Medicare did speak to the “triple aim” a few years ago in concert with the rollout of the Affordable Care Act. The idea is that through value-based programs that incorporate Community Based Organizations, that financially incent all of the financial stakeholders to force adoption and meaningful data metrics, and are designed to migrate away from a volume-based model, we collectively achieve three things: improved quality, lower costs, and healthier people.
This idea of the triple aim from the federal level, and through the Road Map introduced in NY as a state level program, invariably creates the “partner” concept I spoke of earlier. No longer is the adversarial relationship of the big bad payor denying care left and right… and the expensive doctor or hospital ordering unnecessary expensive tests… the norm. The new normal sees these first two stakeholders working together to address the third stakeholder’s needs in a holistic way, and it inspires innovative solutions borne from having boots on the ground through relationships with community based organizations.

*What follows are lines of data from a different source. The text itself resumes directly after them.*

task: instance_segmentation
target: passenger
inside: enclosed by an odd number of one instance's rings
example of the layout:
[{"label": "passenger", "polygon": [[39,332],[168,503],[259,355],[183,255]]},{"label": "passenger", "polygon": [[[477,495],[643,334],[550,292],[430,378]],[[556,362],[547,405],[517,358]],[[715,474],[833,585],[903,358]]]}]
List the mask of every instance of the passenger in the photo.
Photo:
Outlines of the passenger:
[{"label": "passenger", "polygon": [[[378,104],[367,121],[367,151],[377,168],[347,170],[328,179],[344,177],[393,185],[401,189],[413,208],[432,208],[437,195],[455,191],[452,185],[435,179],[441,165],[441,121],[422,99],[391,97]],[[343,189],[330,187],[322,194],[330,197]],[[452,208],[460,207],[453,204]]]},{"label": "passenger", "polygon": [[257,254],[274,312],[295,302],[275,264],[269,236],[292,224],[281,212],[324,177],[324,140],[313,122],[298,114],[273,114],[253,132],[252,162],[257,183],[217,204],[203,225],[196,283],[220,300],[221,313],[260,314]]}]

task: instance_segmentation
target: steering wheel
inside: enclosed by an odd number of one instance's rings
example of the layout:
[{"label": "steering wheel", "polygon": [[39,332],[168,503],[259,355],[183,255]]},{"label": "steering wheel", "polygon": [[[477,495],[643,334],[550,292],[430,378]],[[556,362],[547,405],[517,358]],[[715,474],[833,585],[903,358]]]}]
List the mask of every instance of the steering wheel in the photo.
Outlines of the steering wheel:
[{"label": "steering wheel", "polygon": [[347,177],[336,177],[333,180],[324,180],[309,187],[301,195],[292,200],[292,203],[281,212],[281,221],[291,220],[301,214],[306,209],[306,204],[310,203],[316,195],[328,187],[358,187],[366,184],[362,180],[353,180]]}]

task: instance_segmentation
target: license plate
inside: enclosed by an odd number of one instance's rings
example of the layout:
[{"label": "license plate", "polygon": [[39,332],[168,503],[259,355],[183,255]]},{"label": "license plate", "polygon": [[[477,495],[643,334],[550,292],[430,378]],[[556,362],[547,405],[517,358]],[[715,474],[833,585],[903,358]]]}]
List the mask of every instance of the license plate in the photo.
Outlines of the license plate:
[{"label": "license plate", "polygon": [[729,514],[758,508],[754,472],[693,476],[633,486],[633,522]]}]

What’s missing in all of this is you and me, though my role is bifurcated because I wear a business hat in health care. How do we effect change in the social domain? How do we take care of our community in a way that puts quality of life and dignity at the forefront but also contemplates the empirical reality of health care economics?
If we make up-front the investments into addressing and mitigating the social obstacles to health care access, they will assuredly offset the long-term costs of this population but more importantly, we create a culture of responsibility, of positivity, and of extrapolating returns to our community. While we do not have universal health care and likely won’t for some time or ever, we do have a number of meaningful solutions but they are only effective when they are accessible and utilized… so our work here isn’t done.